= Axel Miller =

Belgian businessman (born 1965)

Axel Miller (born 20 February 1965, Uccle) is a Belgian businessman. From January 2006 to September 2008, he was chief executive officer and chairman of the management board of Dexia S.A. Since 2009, he is partner of Petercam, a Belgian financial group, active in private banking, institutional asset management and corporate finance.

== Early life ==
Miller's mother was a chemist and his father a biochemist. He spent his childhood between France, England, and Belgium.

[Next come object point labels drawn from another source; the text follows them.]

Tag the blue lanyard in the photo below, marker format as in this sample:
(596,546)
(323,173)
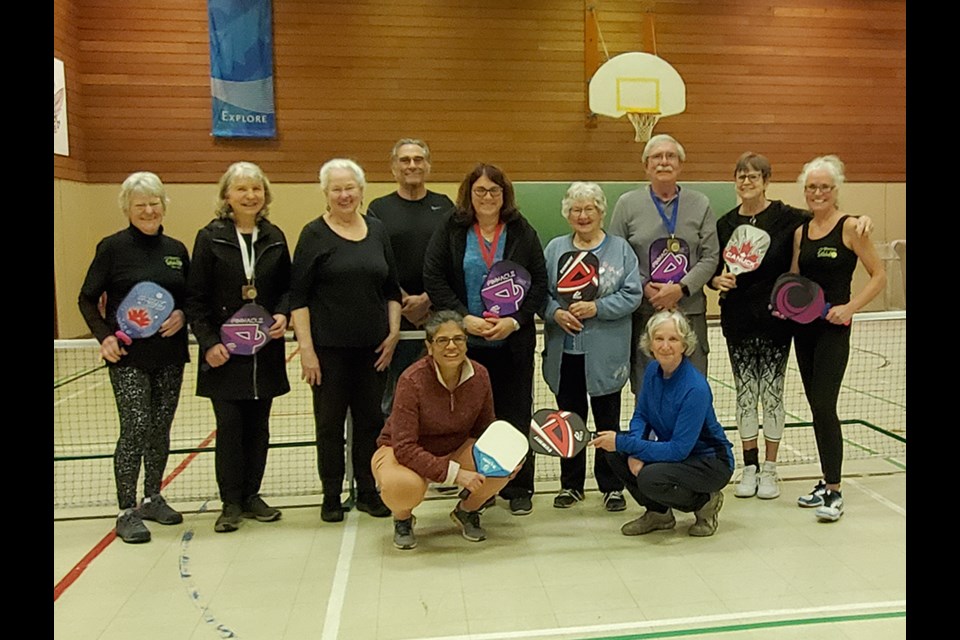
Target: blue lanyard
(670,224)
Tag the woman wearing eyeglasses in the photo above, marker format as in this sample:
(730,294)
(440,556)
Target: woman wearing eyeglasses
(485,228)
(587,352)
(758,344)
(826,249)
(442,405)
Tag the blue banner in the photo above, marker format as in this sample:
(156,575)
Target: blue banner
(241,68)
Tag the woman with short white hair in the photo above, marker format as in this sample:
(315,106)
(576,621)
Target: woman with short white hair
(676,455)
(586,359)
(346,313)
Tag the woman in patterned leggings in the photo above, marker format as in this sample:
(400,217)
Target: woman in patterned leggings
(146,375)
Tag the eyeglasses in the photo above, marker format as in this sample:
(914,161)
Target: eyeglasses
(589,210)
(481,192)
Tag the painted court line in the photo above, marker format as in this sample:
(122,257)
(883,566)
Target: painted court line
(859,610)
(331,624)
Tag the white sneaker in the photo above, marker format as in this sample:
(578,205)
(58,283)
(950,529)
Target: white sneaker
(748,483)
(768,487)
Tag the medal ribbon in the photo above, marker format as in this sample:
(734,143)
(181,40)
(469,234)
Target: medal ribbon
(488,255)
(671,223)
(248,257)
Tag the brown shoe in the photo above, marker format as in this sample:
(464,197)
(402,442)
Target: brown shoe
(649,521)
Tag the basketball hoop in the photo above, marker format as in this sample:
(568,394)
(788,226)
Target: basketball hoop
(643,124)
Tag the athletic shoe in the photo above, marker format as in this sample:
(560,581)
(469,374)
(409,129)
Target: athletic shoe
(814,498)
(769,485)
(747,488)
(707,516)
(614,501)
(567,498)
(229,518)
(832,507)
(130,527)
(255,507)
(403,536)
(649,521)
(469,523)
(156,508)
(521,505)
(331,510)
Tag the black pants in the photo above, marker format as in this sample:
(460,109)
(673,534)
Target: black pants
(146,404)
(511,379)
(348,381)
(684,486)
(822,353)
(243,438)
(572,396)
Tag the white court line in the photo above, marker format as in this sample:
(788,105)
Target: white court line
(331,624)
(90,387)
(695,621)
(879,498)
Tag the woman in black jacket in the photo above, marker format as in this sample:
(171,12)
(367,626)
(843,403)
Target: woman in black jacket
(486,227)
(241,258)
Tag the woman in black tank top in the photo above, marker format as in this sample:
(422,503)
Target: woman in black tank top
(826,250)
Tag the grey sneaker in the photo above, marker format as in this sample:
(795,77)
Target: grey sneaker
(403,536)
(747,487)
(814,498)
(832,507)
(255,507)
(707,516)
(229,518)
(649,521)
(156,508)
(614,501)
(130,527)
(768,487)
(469,523)
(567,498)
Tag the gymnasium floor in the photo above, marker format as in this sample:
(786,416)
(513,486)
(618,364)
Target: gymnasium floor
(770,571)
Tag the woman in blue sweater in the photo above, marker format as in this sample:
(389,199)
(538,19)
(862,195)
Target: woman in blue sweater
(675,455)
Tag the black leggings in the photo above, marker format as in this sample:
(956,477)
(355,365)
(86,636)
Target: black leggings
(823,350)
(348,381)
(243,438)
(146,404)
(572,396)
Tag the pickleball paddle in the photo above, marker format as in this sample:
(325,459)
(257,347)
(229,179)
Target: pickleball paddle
(142,311)
(504,288)
(557,433)
(246,331)
(745,249)
(578,276)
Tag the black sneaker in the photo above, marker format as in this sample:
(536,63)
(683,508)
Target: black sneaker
(567,498)
(229,518)
(403,536)
(469,523)
(521,505)
(332,509)
(156,508)
(255,507)
(130,527)
(370,502)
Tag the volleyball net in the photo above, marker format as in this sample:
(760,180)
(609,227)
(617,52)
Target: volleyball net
(872,407)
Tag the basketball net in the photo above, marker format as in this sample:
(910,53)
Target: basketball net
(643,124)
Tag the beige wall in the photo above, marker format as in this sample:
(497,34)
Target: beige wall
(85,213)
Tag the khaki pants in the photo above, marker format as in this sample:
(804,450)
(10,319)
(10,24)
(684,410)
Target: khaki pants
(402,489)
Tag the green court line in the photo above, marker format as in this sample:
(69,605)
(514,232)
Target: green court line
(733,628)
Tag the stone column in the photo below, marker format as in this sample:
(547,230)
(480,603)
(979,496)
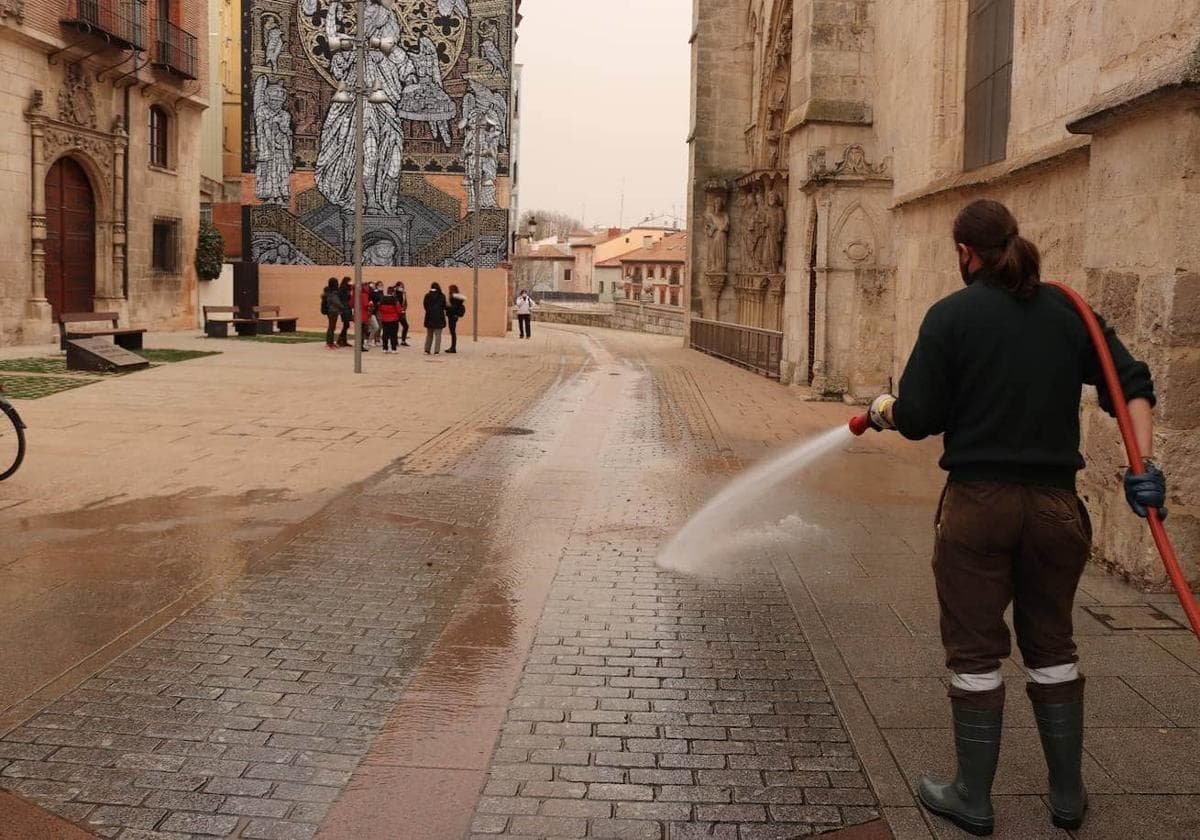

In 1987, Miller obtained a master's degree in Law from the Université libre de Bruxelles (ULB), Brussels.

==Career==
Miller started his career in 1987 as a lawyer working for the legal firm Simont & Simont. In 1988, he worked in Alain Minc's team in the failed hostile IPO launched on the Générale de Belgique. In September 1990, he joined Davis Polk & Wardwell, first in New York (United States) then in Paris (France). He went to work as a lawyer at the bar in Brussels in January 1991. In December 1991, he started working for Stibbe Simont Monahan Duhot in Brussels, where he became a partner in 1996, a member of the recruitment committee and then member of the management board. In 1995, he was among the lawyers that worked on the merger of Crédit Communal de Belgique and Crédit Local de France to create Dexia. As soon as 1997, he became an adviser to Dexia and to its CEO, Pierre Richard, and played an active role in the acquisition of the Banque Internationale à Luxembourg in 1999, Financial Security Assurance in 2000 and Artesia in 2001. In May 1999, he joined Clifford Chance in Brussels as a partner.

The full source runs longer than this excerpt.